I've done a number of below-the-seat amp installs.
"
Here's what works for me - I use 1" dowel or inch-square wooden "legs" , one for each mounting point on the amp, sized so that the amp is level when they're siliconed or glued into place on the bare metal and the amp is rested on top of them. Then I put the carpet back in place and screw the amp down onto the legs. A similar method, which I used for the last install because I had a lot of space to work with, was to use the same process to install a mounting plate, then screwed the amp down onto the plate. The use of the additional mounting plate offers some protection against the occasional shoe.


----------



## xt577 (Apr 19, 2011)

*Re: Options on Under-Seat Amp Mounting?*



Brian Steele said:


> I've done a number of below-the-seat amp installs.
> "
> Here's what works for me - I use 1" dowel or inch-square wooden "legs" , one for each mounting point on the amp, sized so that the amp is level when they're siliconed or glued into place on the bare metal and the amp is rested on top of them.

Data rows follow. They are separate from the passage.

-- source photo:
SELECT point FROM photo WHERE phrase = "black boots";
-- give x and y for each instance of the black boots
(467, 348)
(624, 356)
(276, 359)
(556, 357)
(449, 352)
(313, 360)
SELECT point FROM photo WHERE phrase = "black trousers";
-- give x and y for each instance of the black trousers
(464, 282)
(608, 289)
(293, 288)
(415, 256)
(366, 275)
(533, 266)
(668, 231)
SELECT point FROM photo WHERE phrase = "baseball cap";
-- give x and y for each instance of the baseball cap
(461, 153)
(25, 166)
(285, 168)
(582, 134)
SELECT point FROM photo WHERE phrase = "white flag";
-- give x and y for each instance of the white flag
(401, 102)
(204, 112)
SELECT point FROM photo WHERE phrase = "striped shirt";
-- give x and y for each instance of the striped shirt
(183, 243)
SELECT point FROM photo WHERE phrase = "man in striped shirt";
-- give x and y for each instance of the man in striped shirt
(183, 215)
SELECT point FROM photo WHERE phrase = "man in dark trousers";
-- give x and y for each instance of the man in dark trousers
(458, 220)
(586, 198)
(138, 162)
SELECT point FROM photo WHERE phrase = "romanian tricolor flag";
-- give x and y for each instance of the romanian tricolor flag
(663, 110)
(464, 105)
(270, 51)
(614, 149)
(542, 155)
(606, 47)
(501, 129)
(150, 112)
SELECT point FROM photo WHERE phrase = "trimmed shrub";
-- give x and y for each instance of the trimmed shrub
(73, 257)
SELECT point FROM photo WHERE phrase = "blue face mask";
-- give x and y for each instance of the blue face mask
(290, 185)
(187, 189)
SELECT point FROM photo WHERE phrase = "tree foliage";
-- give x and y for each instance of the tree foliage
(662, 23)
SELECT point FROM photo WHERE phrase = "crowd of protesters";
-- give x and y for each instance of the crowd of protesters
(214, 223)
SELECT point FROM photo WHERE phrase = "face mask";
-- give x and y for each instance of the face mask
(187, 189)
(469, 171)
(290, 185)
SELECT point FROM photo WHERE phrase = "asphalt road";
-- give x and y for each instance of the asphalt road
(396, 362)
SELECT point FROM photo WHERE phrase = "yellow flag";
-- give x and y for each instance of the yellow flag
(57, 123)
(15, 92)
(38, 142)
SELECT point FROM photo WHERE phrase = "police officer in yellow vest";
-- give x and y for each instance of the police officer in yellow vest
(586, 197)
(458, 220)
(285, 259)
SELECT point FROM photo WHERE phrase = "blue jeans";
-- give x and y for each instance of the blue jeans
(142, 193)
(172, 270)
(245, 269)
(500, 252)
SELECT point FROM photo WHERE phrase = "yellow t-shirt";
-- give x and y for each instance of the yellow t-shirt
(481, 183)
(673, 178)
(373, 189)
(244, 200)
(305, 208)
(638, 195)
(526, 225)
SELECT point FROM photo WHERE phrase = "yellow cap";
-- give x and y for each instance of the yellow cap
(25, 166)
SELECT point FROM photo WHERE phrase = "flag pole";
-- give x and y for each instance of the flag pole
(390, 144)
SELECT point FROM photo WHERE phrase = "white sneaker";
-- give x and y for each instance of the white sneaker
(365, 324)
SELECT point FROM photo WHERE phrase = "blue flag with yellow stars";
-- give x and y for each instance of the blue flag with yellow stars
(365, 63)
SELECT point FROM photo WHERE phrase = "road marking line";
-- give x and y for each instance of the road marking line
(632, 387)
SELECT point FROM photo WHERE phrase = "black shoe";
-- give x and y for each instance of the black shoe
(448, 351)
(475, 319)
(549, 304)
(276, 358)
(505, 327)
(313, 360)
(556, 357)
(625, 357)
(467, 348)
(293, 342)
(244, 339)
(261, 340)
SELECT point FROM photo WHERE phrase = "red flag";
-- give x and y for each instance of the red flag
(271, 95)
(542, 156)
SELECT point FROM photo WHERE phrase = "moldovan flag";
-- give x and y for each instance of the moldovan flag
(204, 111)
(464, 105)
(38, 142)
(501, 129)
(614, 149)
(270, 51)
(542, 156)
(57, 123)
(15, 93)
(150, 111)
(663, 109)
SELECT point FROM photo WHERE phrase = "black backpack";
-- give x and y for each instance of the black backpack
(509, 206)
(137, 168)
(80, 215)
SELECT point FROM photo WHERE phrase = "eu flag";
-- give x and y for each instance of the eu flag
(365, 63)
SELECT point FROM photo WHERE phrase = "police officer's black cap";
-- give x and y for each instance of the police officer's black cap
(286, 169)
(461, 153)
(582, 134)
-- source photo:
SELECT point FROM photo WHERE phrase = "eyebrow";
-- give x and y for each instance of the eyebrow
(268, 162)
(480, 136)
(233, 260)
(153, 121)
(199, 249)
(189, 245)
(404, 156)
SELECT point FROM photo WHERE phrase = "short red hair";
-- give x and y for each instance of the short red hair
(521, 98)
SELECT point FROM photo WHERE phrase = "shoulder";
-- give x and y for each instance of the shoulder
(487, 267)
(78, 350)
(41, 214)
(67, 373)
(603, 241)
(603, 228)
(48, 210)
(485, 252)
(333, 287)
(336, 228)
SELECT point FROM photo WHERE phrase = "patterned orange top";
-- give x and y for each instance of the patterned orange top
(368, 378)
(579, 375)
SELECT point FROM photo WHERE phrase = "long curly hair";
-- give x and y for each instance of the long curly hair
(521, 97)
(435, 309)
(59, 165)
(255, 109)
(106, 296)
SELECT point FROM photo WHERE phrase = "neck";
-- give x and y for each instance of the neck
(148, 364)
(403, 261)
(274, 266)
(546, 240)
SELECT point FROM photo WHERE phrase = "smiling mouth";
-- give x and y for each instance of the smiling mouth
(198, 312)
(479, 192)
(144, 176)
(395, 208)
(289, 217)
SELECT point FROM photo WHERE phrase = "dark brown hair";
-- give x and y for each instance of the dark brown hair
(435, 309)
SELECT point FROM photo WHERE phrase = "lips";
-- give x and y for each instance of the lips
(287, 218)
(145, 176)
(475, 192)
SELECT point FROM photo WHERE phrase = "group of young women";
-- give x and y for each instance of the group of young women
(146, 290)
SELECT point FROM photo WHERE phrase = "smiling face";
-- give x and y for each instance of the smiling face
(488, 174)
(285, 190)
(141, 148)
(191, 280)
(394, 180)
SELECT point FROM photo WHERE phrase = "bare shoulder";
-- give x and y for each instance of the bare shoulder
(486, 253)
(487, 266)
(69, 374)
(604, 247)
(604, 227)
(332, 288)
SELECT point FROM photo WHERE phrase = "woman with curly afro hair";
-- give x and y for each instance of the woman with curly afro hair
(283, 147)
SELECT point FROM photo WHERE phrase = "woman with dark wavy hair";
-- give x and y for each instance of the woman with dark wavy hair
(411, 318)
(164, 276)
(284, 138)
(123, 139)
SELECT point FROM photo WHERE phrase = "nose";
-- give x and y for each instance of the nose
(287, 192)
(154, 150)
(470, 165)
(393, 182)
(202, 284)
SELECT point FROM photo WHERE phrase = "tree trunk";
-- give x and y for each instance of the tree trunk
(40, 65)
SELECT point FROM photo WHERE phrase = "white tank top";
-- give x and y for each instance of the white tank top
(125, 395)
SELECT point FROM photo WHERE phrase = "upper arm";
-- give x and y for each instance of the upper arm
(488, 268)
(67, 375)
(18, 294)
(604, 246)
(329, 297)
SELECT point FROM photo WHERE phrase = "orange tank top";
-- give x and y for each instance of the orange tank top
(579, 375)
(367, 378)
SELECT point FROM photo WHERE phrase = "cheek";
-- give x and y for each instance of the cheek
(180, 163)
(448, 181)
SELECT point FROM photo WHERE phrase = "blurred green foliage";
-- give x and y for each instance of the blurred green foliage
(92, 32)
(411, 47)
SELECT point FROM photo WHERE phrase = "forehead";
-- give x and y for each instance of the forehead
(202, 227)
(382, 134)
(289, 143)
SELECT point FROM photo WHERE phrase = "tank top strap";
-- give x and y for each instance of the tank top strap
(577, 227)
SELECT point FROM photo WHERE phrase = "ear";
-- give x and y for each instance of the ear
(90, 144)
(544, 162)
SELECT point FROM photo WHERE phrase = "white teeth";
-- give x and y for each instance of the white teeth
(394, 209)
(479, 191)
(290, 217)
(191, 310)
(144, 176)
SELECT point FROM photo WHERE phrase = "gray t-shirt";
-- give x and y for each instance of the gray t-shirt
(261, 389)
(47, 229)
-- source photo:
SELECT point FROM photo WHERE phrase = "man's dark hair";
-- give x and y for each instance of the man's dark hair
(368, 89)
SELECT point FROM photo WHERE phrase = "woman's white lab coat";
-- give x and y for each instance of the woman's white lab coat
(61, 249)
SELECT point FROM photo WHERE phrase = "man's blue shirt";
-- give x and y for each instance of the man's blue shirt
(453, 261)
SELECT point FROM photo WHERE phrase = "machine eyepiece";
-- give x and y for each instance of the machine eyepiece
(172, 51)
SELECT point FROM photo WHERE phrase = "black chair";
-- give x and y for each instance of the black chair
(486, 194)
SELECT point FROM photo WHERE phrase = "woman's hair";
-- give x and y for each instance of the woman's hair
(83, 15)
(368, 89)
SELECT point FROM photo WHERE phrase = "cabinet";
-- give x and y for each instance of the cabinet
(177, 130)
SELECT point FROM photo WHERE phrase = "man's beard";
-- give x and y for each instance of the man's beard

Then I put the carpet back in place and screw the amp down onto the legs. A similar method, which I used for the last install because I had a lot of space to work with, was to use the same process to install a mounting plate, then screwed the amp down onto the plate. The use of the additional mounting plate offers some protection against the occasional shoe.


Great idea. I was wondering what could be used to get the amp to sit even on an uneven surface. Thanks for sharing.


----------